Heartworm (Dirofilaria immitis) is transmitted by mosquitoes. One infected dog can serve as a reservoir for thousands of microfilariae. Prevention is safe, effective, and affordable; treatment is expensive, prolonged, and carries risk. Use the Parasitology Specialist and Drug Formulary for guidance.
Mosquito bites infected dog → ingests microfilariae → L3 larvae develop in mosquito → mosquito bites susceptible dog → L3 enter tissue → molt to L4, L5 → adult worms in pulmonary arteries and heart (~6 months). Adults produce microfilariae.
Cats are atypical hosts; fewer worms develop, but disease can be severe. Heartworm-associated respiratory disease (HARD) occurs even with low worm burdens.
Monthly preventives (ivermectin, milbemycin, moxidectin, selamectin) kill L3/L4 larvae before they mature. Given year-round, they prevent establishment. Options: oral (chewables), topical (spot-on).
Annual testing (antigen test for dogs; antigen + antibody for cats) detects infection. Test before starting prevention (if >7 months old) and annually thereafter. Missed doses require testing and potential delay in restart.

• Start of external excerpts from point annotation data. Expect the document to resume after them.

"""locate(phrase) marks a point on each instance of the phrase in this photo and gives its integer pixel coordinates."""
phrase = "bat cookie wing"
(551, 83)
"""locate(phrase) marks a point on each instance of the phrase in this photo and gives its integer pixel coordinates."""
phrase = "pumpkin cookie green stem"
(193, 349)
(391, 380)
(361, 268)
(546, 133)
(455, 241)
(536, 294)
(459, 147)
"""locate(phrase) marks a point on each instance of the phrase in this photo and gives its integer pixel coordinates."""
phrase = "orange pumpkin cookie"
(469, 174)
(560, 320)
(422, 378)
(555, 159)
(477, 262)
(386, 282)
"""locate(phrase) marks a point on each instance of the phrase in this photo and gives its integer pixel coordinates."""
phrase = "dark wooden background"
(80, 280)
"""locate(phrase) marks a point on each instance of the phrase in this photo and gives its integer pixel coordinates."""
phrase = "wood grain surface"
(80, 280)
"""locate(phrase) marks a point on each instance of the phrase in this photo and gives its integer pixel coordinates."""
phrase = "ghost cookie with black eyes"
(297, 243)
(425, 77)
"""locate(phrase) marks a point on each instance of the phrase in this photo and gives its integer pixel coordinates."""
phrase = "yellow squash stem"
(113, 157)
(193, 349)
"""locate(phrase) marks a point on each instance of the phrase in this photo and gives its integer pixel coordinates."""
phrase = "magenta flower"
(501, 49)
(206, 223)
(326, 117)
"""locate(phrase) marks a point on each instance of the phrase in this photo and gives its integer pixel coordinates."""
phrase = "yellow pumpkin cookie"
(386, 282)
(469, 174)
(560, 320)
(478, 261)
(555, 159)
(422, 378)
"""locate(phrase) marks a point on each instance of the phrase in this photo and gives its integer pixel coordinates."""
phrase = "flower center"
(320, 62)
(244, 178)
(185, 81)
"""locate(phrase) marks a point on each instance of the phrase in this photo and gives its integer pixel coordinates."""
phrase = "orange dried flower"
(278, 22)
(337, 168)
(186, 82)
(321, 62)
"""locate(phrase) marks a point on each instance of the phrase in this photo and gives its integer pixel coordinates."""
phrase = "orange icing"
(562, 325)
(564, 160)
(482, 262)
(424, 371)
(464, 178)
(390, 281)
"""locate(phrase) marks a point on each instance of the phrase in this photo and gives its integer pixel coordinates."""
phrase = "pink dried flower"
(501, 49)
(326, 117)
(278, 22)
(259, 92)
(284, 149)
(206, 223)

Year-round prevention is recommended even in northern climates. Mosquito season is unpredictable; travel spreads infection; compliance improves with routine.
Adulticide treatment (melarsomine) involves deep IM injections, exercise restriction, and risk of thromboembolism when worms die. Pre-treatment with doxycycline (Wolbachia) and macrocyclic lactones reduces worm mass. Treatment is costly and prolonged (several months).
Warning: No FDA-approved adulticide for cats. Supportive care only. Prevention is critical—once infected, options are limited.
- Heartworm: mosquito-borne; prevention is safe and effective.
- Monthly preventives kill larvae; year-round recommended.
- Annual testing before and during prevention.
- Treatment in dogs: melarsomine, doxycycline, strict rest.
- No adulticide for cats—prevention is essential.